Families grappling with rare diseases often find that hope lies not in cures, but in clinical trials. For those like Theron Odlaug, whose granddaughter Anna suffers from Dravet syndrome, the journey through healthcare can be both daunting and frustrating. Dravet syndrome, a severe childhood epilepsy typically caused by mutations in the SCN1A gene, has led to Anna experiencing hundreds of seizures despite being on multiple anti-seizure medications.
Odlaug’s experience highlights a significant challenge: even as new therapies emerge, many children remain ineligible for potentially life-saving treatments due to stringent clinical trial criteria. As a grandfather who has spent over 40 years in healthcare leadership, Odlaug has transitioned from family supporter to advocate, delving deep into the complexities of clinical trials and the pressing need for greater access to experimental therapies.
Clinical Trials and Exclusion Criteria
Despite recent advancements and several FDA-approved therapies for Dravet syndrome, many affected children still endure frequent seizures and severe developmental disabilities. Odlaug explains that investigational therapies hold the promise of significant improvement, yet access is limited. Many patients, including Anna, are excluded based on criteria like age or prior medication use.
“Patients with the greatest unmet need — those excluded from trials — are the least likely to gain access to promising therapies,” said Odlaug.
In the United States, the pathway for expanded access, often known as compassionate use, is well established. Contrary to common beliefs, the FDA typically approves over 99% of expanded-access requests quickly. The real barriers frequently lie with drug companies, which may decline requests due to concerns about potential risks to ongoing trials, adverse event complications, and limited resources, particularly in small or mid-sized biotech firms.
The Impact of Exclusion on Families
The case of Anna illustrates the challenges families face. Efforts to withdraw her from cenobamate to qualify for the EMPEROR gene therapy trial were unsuccessful due to increased seizure activity. Currently, the company developing the therapy is unwilling to provide compassionate use access, leaving Anna and others without viable options.
For children suffering from severe neurodevelopmental disorders, the consequences of waiting can be dire. Ongoing seizures can lead to cumulative and often irreversible developmental regression. Odlaug emphasizes that while mandating compassionate use may not be feasible, well-designed incentives could encourage drug sponsors to adopt more compassionate approaches without compromising innovation.
Potential solutions may include creating incentives through Congress and the FDA that would not lower approval standards but would promote a culture where compassion and innovation coexist. Building public trust is essential, as caregivers and advocates need confidence that investigational therapies will be accessible, especially for those who do not meet trial criteria.

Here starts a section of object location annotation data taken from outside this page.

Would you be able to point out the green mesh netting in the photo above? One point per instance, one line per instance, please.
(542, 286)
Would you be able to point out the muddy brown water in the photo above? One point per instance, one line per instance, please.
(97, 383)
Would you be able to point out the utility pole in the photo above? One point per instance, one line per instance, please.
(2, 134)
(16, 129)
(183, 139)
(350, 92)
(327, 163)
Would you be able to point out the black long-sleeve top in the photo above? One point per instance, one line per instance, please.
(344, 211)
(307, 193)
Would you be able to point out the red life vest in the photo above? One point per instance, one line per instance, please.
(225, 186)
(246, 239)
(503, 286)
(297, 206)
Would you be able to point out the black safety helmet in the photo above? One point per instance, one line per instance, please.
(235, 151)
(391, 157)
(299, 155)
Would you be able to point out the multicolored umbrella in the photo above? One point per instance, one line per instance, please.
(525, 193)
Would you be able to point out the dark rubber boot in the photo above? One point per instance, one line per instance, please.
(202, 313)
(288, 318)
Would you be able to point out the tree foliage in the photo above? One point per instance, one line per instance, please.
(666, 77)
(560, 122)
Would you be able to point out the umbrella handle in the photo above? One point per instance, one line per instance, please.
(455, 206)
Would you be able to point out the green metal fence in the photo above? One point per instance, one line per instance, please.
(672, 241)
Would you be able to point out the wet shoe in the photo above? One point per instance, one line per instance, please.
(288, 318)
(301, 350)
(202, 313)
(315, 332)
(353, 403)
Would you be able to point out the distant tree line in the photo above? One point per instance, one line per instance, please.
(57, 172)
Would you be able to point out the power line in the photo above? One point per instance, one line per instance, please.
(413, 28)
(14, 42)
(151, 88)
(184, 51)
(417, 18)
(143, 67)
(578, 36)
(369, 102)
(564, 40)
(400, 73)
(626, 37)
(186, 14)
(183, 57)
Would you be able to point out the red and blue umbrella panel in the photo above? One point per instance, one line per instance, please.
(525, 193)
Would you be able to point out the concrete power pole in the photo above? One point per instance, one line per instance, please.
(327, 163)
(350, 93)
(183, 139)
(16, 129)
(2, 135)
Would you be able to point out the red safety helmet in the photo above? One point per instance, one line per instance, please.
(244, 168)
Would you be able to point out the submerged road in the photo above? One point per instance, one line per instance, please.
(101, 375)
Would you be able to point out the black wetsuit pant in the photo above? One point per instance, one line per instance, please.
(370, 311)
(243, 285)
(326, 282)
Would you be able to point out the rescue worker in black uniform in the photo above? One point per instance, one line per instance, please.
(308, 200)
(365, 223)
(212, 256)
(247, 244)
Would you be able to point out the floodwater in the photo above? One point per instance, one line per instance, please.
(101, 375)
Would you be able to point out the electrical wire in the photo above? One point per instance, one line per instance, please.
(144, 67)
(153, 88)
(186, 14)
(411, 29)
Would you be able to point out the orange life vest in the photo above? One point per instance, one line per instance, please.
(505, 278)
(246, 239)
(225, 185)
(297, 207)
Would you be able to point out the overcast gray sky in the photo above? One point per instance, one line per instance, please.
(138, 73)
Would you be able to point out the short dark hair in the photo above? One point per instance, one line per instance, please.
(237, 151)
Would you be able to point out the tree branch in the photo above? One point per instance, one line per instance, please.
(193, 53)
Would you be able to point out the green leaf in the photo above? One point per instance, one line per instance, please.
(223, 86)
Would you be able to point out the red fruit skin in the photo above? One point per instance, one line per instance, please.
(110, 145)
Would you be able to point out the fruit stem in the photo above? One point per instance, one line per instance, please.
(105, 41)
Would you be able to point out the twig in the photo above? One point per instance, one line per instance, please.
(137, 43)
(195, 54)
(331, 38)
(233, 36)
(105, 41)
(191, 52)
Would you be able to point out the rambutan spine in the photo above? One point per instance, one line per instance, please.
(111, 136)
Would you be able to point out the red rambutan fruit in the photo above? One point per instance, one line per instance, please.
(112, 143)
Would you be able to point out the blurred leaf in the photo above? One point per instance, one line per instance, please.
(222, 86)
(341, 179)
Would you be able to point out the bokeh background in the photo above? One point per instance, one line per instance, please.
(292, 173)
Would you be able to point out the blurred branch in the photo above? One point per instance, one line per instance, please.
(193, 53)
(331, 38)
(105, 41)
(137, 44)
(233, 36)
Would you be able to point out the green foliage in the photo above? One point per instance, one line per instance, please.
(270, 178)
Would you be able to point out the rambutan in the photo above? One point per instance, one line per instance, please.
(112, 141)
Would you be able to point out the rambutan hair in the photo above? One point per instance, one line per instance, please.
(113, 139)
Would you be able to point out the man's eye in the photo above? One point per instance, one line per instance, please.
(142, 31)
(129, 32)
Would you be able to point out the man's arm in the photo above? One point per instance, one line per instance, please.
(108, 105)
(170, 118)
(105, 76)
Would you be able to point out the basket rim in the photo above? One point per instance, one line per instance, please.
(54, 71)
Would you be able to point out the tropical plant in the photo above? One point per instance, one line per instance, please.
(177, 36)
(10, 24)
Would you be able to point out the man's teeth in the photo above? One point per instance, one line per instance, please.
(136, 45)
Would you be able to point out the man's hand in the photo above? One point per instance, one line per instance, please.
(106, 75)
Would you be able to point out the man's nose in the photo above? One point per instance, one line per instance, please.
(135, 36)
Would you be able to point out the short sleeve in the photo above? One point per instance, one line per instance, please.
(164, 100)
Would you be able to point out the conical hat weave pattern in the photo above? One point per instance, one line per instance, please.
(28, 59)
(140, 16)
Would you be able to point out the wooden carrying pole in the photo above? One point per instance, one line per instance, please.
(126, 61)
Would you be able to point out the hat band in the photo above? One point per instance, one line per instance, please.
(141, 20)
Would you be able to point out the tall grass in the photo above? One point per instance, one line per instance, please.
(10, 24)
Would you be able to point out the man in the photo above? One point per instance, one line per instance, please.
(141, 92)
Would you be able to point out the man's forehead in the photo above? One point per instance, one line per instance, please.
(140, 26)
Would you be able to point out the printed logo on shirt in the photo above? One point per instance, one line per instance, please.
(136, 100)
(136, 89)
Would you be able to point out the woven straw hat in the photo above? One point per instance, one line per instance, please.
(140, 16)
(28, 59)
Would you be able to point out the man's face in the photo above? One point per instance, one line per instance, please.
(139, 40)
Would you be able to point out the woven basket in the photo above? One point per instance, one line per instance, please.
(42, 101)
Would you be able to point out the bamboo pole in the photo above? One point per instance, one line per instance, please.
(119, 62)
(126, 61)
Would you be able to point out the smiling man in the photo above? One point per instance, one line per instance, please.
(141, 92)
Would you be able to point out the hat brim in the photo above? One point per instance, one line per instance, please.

Odlaug’s call to action is clear: if the healthcare system is to prioritize patient needs, it must evolve to ensure that hope is not limited by clinical trial designs. The challenges faced by families dealing with rare diseases like Dravet syndrome reflect a broader issue affecting many pediatric conditions. As Odlaug notes, ethical leadership in drug development must include responsibility to those left behind.
As conversations about rare disease access continue, the imperative to create a more inclusive system remains. The goal is to ensure that families like Odlaug’s do not have to navigate a landscape where life-saving therapies are within reach but remain out of grasp due to arbitrary exclusions.